Les Crises Les Crises
8.septembre.20228.9.2022 // Les Crises

Honduras : après la fin de la dictature, une Assemblée nationale constituante ?

Merci 89
J'envoie

Le gouvernement de gauche de Xiomara Castro doit créer les conditions d’une autodétermination dans un État vulnérable aux pressions américaines et conçu pour servir le capital monopolistique.

Source : Africa is a Country, Hilary Goodfriend
Traduit par les lecteurs du site Les-Crises

Xiomara Castro lors de son investiture à la présidence du Honduras le 28 janvier 2022 (Crédit : Simon Liu, via Flickr CC).

En janvier 2022, Xiomara Castro est devenue la première femme présidente du Honduras, rétablissant la démocratie électorale dans le pays après plus d’une décennie de dictature. En se présentant avec le parti de gauche Liberté et Refondation (LIBRE), l’élection de Castro rompt avec le système bipartisan vieux d’un siècle qui permettait aux élites des partis national et libéral de se partager le pouvoir. Avec un mandat pour opérer une transformation et des aspirations populaires élevées, Castro doit faire face à des défis de taille dans un contexte de crise systémique profonde.
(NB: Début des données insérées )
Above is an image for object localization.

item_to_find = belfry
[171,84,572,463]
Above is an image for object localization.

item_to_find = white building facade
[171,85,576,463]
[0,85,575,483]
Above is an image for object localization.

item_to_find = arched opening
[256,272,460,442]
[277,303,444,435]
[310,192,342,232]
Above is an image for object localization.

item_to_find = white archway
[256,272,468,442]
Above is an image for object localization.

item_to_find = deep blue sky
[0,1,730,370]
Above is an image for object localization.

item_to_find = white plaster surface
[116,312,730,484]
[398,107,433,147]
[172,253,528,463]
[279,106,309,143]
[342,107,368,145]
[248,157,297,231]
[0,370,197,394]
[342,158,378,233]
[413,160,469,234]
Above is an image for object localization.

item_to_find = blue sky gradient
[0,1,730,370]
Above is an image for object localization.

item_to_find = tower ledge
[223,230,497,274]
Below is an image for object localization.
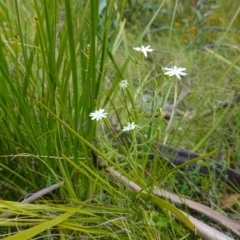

Le coup d’État militaire de 2009 qui a évincé le mari de Castro, le président démocratiquement élu Manuel Zelaya, du parti libéral, a plongé le Honduras dans le chaos. Le régime d’extrême droite qui s’en est suivi a été soutenu par la force militaire et une fraude électorale éhontée. La « République bananière » initiale est devenue un laboratoire pour de nouveaux modèles radicaux d’appropriation et de confiscation, les services publics et les territoires riches en ressources étant vendus aux enchères au plus offrant. Les leaders des mouvements sociaux ont fait face à une répression croissante, allant jusqu’à l’exécution très médiatisée de la célèbre militante indigène Berta Cáceres en 2016. Les intérêts privés des fonctionnaires, du capital extractif et des narcotrafiquants sont devenus indissociables. Face à l’augmentation des déplacements, de l’insécurité et des inégalités, les Honduriens paupérisés ont fui vers les États-Unis dans des proportions sans précédent.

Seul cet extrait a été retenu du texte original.